Ficou no mínimo esquisita a edição da foto dos sete novos atletas do Corinthians perfilados na capa de Esporte (pág. D1). São jogadores de futebol, e, no entanto, os seus pés foram todos cortados…
Edição de segunda-feira, 22 de dezembro
Camex
Um pequeno anúncio estrategicamente localizado na parte superior da página A5 (Brasil) registra protesto de fabricantes de calçados contra uma decisão tomada pela Camex na última quarta-feira, que, segundo o setor, redundará em que os calçados do presidente Lula e de da primeira-dama, Marisa, não mais serão fabricados em Franca (SP), mas, ?certamente?, na Itália ou na China. Que decisão é essa? Por que a grita do setor calçadista?
Posso estar enganado, mas não me recordo de ter lido algo sobre isso no jornal desde a edição de quinta-feira. A verificar.
Para especialistas
1) O texto ?Gomes da Silva será interrogado hoje? (Brasil, pág. A6) afirma, no segundo parágrafo, que o empresário é acusado de homicídio triplamente qualificado. O que vem a ser isso? Faltou uma explicação;
2) O material sobre a Argentina, na capa de Mundo (pág. A9), menciona em quatro oportunidades as organizações piqueteiras ou o movimento piqueteiro daquele país. O que vem a ser isso? Não dá para o jornal considerar que seu leitor já sabe do que se trata.
Edição
A declaração do presidente George W. Bush publicada no diário israelense ?Yedioth Ahronot?, segundo a qual ele quer se livrar de Iasser Arafat merecia no mínimo um título à parte, em vez de apenas constar no pé da reportagem ?Israel pode remover ‘milhares de colonos’? (Mundo, pág. A10). Houve aí, a meu ver, falha na avaliação da importância da notícia.
Imagem
O ?Estado? ganha da Folha ao reproduzir o fac-símile da capa da revista ?Time? com os soldados norte-americanos como ?personalidade do ano?. A Folha traz a informação de que isso está a ocorrer (retranca na pág. A10), mas não publica a imagem.
Tom oficioso
Em dois momentos –talvez levado pela compreensível escassez de pautas ?quentes? nessa época do ano–, o jornal publica hoje um material com evidentes tonalidades oficiosas, quase de ?release? governamental. O primeiro está na capa de Dinheiro e na pág. B3 (não B2, como diz a remissão na capa do caderno), sobre o ?aperto? que a Receita promete fazer contra sonegadores. O título da capa, dando o tom, assume até mesmo como fato algo que ninguém sabe se ocorrerá: ?Receita vai apertar o cerco a sonegadores?. O texto da reportagem, embora útil e com notícia interessante, segue o mesmo tom.

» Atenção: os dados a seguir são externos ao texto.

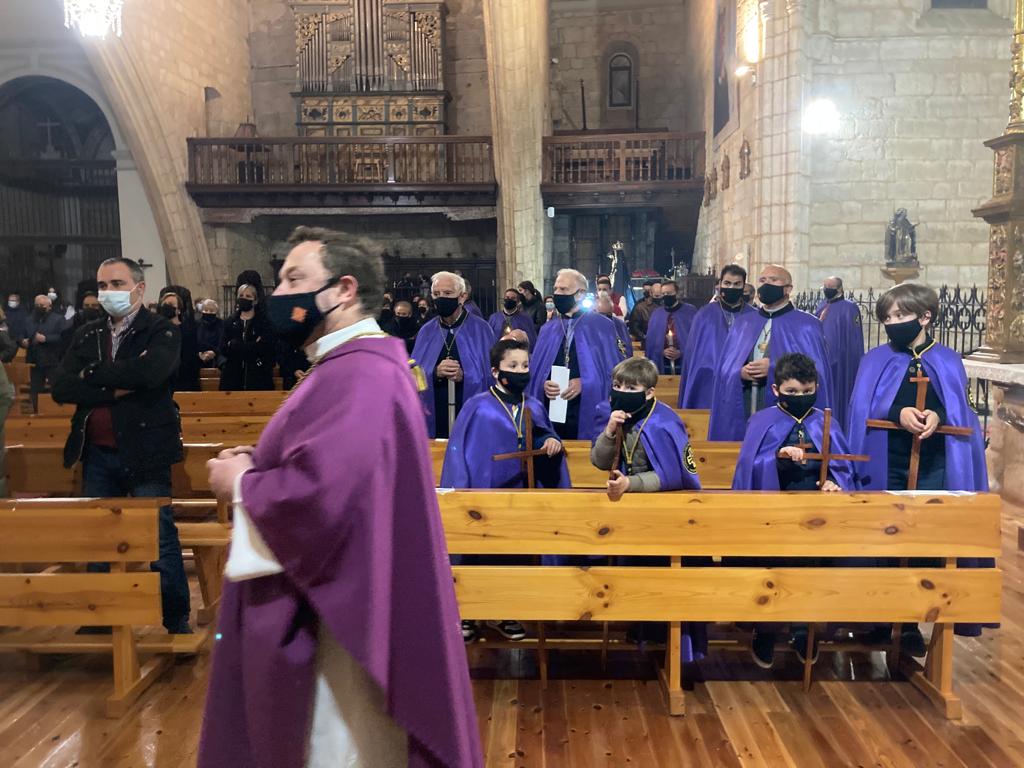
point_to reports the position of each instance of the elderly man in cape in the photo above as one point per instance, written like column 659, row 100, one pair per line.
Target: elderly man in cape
column 338, row 556
column 585, row 343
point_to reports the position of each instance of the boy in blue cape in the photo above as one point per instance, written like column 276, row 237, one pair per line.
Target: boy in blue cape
column 793, row 422
column 492, row 423
column 884, row 390
column 655, row 456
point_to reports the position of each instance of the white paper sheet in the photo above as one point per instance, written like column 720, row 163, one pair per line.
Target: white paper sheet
column 557, row 409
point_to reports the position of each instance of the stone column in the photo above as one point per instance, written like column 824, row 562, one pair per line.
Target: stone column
column 518, row 56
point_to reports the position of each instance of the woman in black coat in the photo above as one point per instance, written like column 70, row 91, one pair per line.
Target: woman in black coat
column 248, row 346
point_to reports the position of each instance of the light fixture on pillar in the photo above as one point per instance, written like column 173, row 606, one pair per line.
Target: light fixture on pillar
column 93, row 17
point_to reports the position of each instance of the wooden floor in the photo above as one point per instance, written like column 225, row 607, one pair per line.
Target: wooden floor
column 737, row 715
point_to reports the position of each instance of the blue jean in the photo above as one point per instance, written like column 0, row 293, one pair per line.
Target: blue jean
column 105, row 476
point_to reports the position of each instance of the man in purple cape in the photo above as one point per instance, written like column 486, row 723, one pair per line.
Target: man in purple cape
column 584, row 342
column 511, row 316
column 747, row 364
column 669, row 359
column 338, row 555
column 453, row 346
column 707, row 338
column 845, row 336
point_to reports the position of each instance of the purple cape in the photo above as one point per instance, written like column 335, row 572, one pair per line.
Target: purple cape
column 517, row 321
column 794, row 332
column 704, row 345
column 342, row 493
column 845, row 337
column 473, row 339
column 757, row 468
column 483, row 429
column 668, row 448
column 657, row 327
column 597, row 350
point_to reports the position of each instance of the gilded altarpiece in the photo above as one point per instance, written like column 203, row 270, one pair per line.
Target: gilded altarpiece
column 370, row 68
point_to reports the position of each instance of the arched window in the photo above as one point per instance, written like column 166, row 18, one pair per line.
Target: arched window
column 621, row 81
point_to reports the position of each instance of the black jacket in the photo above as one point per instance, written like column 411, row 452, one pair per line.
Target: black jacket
column 145, row 421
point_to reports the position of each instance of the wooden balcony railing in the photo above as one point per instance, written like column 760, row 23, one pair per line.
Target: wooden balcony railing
column 421, row 162
column 624, row 159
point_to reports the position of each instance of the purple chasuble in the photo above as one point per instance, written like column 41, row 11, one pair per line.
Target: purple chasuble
column 597, row 351
column 757, row 468
column 474, row 339
column 845, row 336
column 343, row 495
column 483, row 429
column 657, row 327
column 793, row 331
column 704, row 345
column 498, row 321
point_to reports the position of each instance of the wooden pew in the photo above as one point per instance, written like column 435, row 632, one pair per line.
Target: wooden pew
column 732, row 524
column 122, row 531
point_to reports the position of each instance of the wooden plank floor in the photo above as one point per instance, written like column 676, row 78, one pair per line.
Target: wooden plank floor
column 738, row 715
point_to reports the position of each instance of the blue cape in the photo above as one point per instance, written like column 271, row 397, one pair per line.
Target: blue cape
column 704, row 345
column 845, row 337
column 474, row 339
column 668, row 446
column 757, row 468
column 794, row 332
column 517, row 321
column 657, row 327
column 597, row 352
column 483, row 429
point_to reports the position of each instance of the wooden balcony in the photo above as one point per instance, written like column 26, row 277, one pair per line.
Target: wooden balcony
column 391, row 171
column 623, row 169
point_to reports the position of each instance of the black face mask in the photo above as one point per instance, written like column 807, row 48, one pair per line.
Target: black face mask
column 770, row 294
column 294, row 316
column 903, row 334
column 731, row 295
column 445, row 305
column 798, row 406
column 564, row 303
column 631, row 402
column 514, row 381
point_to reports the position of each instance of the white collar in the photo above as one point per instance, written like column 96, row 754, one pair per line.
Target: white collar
column 325, row 344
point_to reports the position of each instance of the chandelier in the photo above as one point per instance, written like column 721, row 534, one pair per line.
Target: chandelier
column 93, row 17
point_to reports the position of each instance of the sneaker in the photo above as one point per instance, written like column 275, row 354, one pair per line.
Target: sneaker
column 799, row 645
column 763, row 649
column 911, row 642
column 509, row 630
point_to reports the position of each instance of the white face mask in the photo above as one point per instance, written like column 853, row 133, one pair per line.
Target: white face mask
column 117, row 303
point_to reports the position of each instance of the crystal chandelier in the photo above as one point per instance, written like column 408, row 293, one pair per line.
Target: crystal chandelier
column 93, row 17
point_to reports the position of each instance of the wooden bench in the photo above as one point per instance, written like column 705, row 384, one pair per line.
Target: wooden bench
column 52, row 535
column 732, row 524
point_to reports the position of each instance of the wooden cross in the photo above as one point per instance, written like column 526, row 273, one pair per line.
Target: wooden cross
column 911, row 476
column 825, row 456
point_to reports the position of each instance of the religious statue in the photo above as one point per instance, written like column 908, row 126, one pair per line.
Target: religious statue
column 901, row 240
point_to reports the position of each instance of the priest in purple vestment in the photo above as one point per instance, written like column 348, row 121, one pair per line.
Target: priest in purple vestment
column 707, row 338
column 757, row 340
column 845, row 335
column 511, row 316
column 586, row 344
column 668, row 331
column 453, row 349
column 338, row 556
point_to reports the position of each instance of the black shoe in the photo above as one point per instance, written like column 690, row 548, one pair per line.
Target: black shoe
column 911, row 642
column 763, row 649
column 509, row 630
column 799, row 645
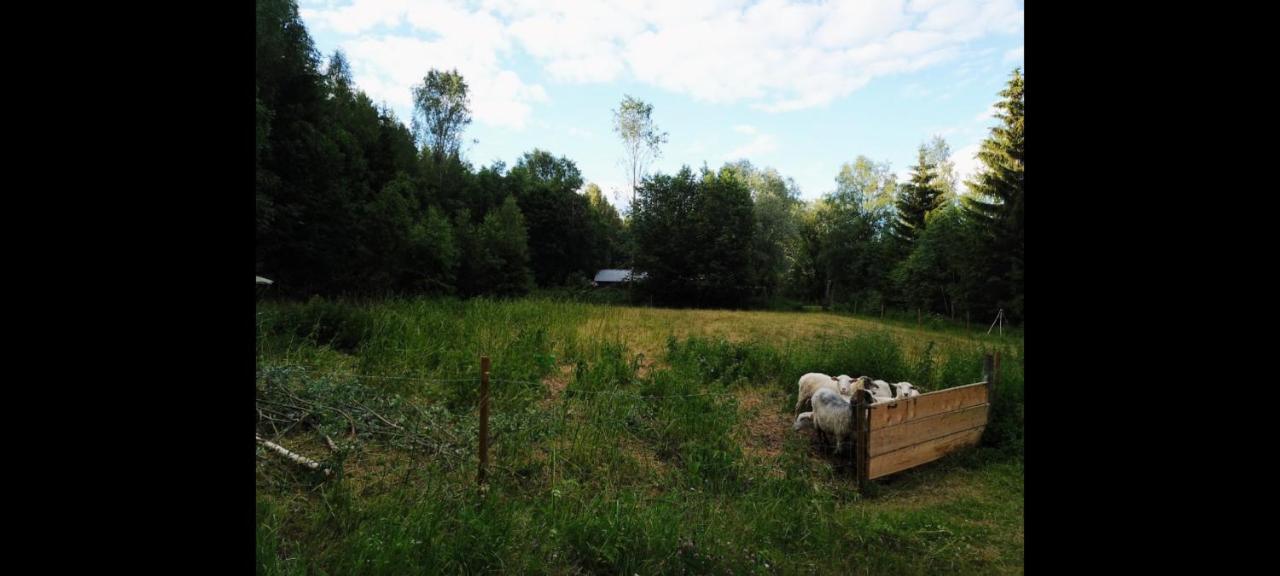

O segundo momento está em retranca na pág. C3 (Cotidiano), sobre a questão do analfabetismo. Como no primeiro caso, seu título também é revelador: ?Governo distribuirá livros para recém-alfabetizado?. Quanto mais o jornal evitar o verbo ?vai?, principalmente em títulos, melhor. Ainda mais quando se trata de ações (ou promessas) governamentais.
Onde?
A Panorâmica ?Homem é preso acusado de molestar garoto? (Cotidiano, pág. C4) não informa a cidade onde o fato ocorreu.”